I ran across this photograph from the Library of Congress newsletter and thought I’d share it with you. I’ve seen plenty of devastation photographs, but this one is unique. I’ve never seen anything like it.

When I looked up the tragedy on the Internet, I was surprised to learn that the Johnstown, Pennsylvania calamity was caused by a flood, rather than from a tornado, as I had previously thought.

A dam holding back an eight by three mile wide mountain lake broke and almost completely wiped out a city of 25,000 residents. For a summary and a New York Times account of the disaster, go to an account of the Johnstown calamity.

If you look closely, that looks to be a Pennsylvania Rail Road car underneath the house. You’ll note the initials “P.R.R.”. Apparently, Johnstown was an important hub for the railway, according to the article, “How Johnstown Made Its Living, Part 2”.

The town did rebuild, by the way, and celebrated the calamity’s 100th anniversary in 1989, according to the “calamity” article.

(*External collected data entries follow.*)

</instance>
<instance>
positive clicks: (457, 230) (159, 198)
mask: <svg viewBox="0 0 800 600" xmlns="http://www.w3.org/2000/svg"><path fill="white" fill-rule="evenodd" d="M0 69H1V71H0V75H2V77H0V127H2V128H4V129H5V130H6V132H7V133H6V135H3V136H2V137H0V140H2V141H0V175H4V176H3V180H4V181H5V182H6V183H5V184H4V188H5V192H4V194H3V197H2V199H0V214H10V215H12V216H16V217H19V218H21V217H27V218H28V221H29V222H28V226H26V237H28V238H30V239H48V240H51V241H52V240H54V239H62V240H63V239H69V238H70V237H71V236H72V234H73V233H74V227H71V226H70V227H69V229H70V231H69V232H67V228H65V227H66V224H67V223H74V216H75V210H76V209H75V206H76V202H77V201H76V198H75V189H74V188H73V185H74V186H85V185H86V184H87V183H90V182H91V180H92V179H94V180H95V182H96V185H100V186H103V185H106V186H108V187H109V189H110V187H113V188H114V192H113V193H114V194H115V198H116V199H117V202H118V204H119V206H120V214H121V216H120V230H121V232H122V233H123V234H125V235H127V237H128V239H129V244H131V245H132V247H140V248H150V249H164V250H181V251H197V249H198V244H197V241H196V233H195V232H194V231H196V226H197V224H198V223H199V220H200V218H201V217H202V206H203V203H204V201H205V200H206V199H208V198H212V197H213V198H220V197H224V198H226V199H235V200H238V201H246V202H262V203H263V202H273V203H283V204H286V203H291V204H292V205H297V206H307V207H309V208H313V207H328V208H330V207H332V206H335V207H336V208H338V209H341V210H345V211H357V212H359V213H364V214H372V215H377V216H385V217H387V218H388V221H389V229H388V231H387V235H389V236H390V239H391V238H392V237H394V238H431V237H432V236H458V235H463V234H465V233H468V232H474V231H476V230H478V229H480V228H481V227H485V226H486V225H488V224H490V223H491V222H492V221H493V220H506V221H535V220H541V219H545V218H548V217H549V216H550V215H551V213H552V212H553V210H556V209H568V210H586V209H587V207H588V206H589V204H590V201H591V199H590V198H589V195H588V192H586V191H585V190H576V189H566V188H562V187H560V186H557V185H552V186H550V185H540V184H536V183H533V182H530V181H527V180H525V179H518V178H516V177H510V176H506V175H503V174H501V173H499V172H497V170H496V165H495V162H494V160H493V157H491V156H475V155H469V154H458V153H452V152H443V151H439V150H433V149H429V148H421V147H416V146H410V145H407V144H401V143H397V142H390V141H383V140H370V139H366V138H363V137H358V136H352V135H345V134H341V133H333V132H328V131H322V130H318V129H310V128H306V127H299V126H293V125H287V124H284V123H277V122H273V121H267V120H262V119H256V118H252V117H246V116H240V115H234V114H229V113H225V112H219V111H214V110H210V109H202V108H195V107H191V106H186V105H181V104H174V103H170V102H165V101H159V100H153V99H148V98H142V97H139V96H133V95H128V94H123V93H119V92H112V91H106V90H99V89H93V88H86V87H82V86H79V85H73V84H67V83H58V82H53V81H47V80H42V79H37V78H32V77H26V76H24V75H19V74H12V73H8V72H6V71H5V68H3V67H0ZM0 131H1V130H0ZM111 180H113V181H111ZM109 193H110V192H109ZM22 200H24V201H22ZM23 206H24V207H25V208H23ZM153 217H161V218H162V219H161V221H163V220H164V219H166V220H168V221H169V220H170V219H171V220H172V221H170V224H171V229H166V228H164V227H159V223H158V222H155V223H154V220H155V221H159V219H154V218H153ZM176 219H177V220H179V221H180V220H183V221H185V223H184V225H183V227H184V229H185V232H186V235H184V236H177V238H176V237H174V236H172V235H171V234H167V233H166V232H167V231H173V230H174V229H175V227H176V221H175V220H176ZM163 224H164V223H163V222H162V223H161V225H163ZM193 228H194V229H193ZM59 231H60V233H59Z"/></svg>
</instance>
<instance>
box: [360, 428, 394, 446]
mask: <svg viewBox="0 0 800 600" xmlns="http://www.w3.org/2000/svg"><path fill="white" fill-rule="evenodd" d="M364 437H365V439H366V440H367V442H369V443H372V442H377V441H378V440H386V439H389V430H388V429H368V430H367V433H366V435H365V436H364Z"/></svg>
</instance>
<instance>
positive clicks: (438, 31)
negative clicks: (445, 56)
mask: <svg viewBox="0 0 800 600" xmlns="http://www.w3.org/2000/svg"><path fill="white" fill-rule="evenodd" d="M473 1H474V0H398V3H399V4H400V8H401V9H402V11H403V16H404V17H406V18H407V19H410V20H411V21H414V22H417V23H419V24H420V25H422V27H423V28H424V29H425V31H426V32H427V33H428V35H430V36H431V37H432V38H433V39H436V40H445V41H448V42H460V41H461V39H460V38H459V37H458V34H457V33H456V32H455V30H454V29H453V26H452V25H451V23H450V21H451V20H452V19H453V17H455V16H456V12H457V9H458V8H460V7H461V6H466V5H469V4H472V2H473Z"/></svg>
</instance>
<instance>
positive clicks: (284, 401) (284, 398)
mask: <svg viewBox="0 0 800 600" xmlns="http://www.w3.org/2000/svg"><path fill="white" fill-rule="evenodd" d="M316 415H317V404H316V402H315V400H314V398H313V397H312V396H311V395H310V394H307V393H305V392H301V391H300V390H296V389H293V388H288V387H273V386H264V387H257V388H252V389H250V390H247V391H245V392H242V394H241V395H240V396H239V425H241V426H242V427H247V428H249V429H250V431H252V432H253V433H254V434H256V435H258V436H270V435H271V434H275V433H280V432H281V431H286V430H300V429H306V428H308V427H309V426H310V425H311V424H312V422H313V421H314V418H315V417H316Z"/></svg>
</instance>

A note regarding the photograph: The original was very dull and without much contrast, so I lightened it up some and added some contrast to make it more appealing, at least as appealing as a disaster photograph can be.

2 Comments (+add yours?)

  1. MargeKatherine
    Mar 15, 2012 @ 11:56:20

    I’ve heard about this flood before. Don’t you love learning about history and then seeing photos that makes it all come alive again?!


    • Cris
      Mar 15, 2012 @ 22:27:37

      Yes, it’s kind of fun, but sad, too, because so much of recorded history is about sad things. It even inspired me to look around a little bit more, too.

      I had never heard of the flood before so it was kind of an eye-opener, to be sure.